Culture

Can A Woman Have A Hero Story?

"A man must become, but a woman simply is." What can Camille Paglia's famous quote teach us about the feminine hero story?

By Margarita Bulgakova6 min read
Can A Woman Have A Hero Story

What does it mean to have a "hero" story? A hero is an archetypal ideal for a man. It’s the most athletic, capable, handsome, intelligent, and valiant version of a man. It’s an abstraction of every single good to which a man may aspire, combined in one mythic image that guides our actions. To approach this ideal is to have lived a good life as a man.

However, a common mistake that feminism makes appears in its insistence on finding the "female hero story." This broken ideology believes that just by putting the word "female" in front of something, it somehow becomes appropriate for the female spirit. This is far from the truth. Putting “female” in front of police officer only serves to highlight that perhaps women aren't naturally police offers, or scientists, or doctors, or lawyers. It’s uncommon to hear "she’s a female nurse" or "she’s a female babysitter" because these roles are so embedded in our collective psyche as being feminine jobs. What does this imply about the concept of "female hero"? That a hero isn’t innately a female pursuit.

Feminism believes that putting the word "female" in front of something makes it appropriate for the female spirit.

This leads us to more problems. There are decidedly many women in history who have accomplished "heroic" feats. Joan of Arc, Jhansi Ki Rani, Queen Elizabeth I, Catherine the Great, and the goddess Athena are all examples of great female heroes.

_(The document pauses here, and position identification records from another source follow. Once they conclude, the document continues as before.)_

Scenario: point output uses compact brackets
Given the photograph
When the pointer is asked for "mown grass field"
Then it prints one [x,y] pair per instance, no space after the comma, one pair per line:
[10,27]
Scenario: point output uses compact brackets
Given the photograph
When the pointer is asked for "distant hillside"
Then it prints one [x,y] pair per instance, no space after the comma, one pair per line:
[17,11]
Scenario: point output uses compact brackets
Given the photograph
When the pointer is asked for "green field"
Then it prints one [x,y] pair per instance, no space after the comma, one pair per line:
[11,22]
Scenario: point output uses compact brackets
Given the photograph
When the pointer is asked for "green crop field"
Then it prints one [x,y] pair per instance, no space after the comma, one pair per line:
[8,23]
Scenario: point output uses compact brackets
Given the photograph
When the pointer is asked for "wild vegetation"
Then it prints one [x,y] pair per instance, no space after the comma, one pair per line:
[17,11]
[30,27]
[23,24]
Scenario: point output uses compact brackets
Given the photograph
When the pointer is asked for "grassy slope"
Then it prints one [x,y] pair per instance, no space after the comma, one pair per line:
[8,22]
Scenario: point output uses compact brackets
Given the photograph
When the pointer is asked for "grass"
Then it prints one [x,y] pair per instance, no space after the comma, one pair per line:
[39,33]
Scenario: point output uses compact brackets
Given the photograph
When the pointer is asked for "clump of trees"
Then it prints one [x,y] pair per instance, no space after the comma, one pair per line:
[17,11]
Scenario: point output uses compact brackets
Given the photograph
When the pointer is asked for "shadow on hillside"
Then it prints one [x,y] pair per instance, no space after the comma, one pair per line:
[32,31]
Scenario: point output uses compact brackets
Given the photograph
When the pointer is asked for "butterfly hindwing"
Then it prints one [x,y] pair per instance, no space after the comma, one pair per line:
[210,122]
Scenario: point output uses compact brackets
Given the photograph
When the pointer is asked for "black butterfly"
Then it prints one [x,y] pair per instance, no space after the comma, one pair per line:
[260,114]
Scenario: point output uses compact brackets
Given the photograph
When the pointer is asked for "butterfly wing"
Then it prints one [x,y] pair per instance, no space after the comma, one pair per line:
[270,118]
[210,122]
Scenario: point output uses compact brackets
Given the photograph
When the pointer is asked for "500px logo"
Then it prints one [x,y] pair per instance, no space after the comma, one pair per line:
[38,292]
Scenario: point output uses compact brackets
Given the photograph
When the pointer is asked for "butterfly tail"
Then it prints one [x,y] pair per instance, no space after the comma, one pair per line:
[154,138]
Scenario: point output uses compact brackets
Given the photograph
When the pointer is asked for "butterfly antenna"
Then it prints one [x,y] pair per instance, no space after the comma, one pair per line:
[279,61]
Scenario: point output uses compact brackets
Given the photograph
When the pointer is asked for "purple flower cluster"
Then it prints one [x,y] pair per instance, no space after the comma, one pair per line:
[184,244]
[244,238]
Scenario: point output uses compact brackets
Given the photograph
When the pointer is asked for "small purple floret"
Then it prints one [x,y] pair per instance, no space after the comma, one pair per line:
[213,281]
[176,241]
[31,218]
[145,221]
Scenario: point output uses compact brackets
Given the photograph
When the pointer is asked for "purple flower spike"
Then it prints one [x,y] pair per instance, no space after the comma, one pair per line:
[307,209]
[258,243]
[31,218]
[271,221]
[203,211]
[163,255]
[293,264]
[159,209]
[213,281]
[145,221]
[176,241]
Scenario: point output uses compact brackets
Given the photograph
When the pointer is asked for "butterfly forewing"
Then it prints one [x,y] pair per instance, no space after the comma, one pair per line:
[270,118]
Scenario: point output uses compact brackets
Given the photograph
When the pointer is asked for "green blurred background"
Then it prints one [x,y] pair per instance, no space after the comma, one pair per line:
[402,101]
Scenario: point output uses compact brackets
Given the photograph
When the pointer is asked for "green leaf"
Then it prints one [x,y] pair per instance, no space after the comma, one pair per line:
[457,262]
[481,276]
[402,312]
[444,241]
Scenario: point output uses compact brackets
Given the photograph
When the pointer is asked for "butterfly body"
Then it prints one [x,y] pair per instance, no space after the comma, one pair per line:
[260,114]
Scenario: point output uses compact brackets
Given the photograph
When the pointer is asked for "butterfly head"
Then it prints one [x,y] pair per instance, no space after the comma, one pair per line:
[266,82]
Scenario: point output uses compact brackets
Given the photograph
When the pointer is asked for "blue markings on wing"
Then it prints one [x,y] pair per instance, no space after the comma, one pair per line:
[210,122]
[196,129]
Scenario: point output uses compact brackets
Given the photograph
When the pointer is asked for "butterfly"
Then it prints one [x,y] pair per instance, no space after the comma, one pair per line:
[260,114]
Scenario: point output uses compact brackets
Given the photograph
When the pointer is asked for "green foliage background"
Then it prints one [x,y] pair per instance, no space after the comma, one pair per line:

Joan of Arc, by John Everett Millais

Nevertheless, the common thread is that these female heroes are always celebrated because they’re instances when a woman accomplished great feats that otherwise would have been done by men. We’re impressed foremost because the feats are courageous, virtuous, and magnificent, and secondly because they are, uncommonly, done by a woman. This double applause is an absolute insult because it implies that women are only worth celebrating when they fulfill masculine archetypes.

Feminism is correct in that, historically, we celebrate men more often than women. It, however, seems to suffer no cognitive dissonance in continuing this pattern of celebrating the masculine only, as it continues to ignore and disparage those women who fulfill feminine archetypes with great valor and decorum.

What's the Feminine Hero Story?

This question itself is wrong. The hero story is masculine. Putting the word "female" in front of it does nothing to make it belong more to the feminine. When a woman fulfills this male story (like in the examples above), then they’re no longer feminine stories at all. The more appropriate question to ask is: What is the feminine ideal to which a woman may aspire?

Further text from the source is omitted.